Hedge Computing

Figure 1: Mapping the Diversification Strategies of Major Cloud Providers

Note: Technically this article is not about hedging but diversification as a strategy to reduce risk based on cloud computing.

[SEATTLE 19 NOVEMBER 2017] Separation of physical infrastructure for computing – i.e. data centers – can be combined with cloud systems to reduce risk of undesirable loss of data and unavailability. Thanks to the size of the largest cloud providers on global scale relative to the efficient scale of a cloud data center, it is quite possible to achieve significant risk reduction without sacrificing efficiency.

If not for the flexibility and cost advantages, diversification and the associated benefits with higher availability and less problems with disaster recovery are making systems with distributed capacity very attractive.

A straightforward lesson from finance

It is theoretically and empirically known that diversification is a feasible and efficient method to reduce financial risk. The beauty of diversification in financial markets is that risk can be managed without reducing the expected return. Two assets with uncorrelated risk and a certain combined expected return can be combined in a portfolio with substantially less variance than a single asset with the same expected return.

Multigrid’s Strategy: Separation and Scale

Diversification in computing is not as trivial as in finance. First, it is challenging to distribute assets and maintaining cost efficiency at the subsystem level. Second, risk reduction requires low correlation between risks associated with each subsystem. Third, a negative event or failure in one subsystem should not spill over to another subsystem. Fourth, the process or result when developing the distributed system should not be so complex that it introduces other operational and technical risks.

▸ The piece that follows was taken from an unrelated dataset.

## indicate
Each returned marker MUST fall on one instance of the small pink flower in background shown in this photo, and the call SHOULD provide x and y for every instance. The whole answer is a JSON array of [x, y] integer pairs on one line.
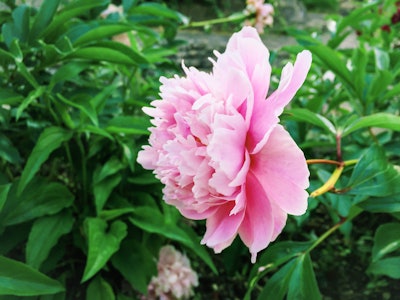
[[111, 9], [175, 279], [263, 14], [217, 146]]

The challenges in the site selection process, the design of the data center and the installation of physical infrastructure help explain why the full potential for diversification is far from exploited. Additional gains from distributed computing can thus be realized in the future.

To achieve diversified risk and cost efficiency one must combine separation and scale. Fortunately, as cloud computing is a commodity with large and growing demand it is feasible to separate physical capacity at or above the minimum efficient scale of any subsystem.

Diversification is supported by separation at four levels to allow for subsystems of appropriate size on each level (row – room – building – campus – region):

  1. In the data room, workloads can be distributed on separate physical servers in different rows of cabinets to mitigate negative consequences of hardware failure.
  2. In the data center, ICT equipment can be distributed in different rooms to contain the consequences of intrusion or fire.
  3. On the data center campus, separate physical infrastructure and technical systems for uninterruptable power supply, cooling and fire suppression can be distributed in different data center buildings to limit the negative consequences of failure in any given subsystem.
  4. In the computing region, data centers can be geographically separated with different power grid connections to maintain capacity even if there are severe external events in proximity of one campus (wild fire, power outage, traffic jam, chemical accident, terrorist attack etc).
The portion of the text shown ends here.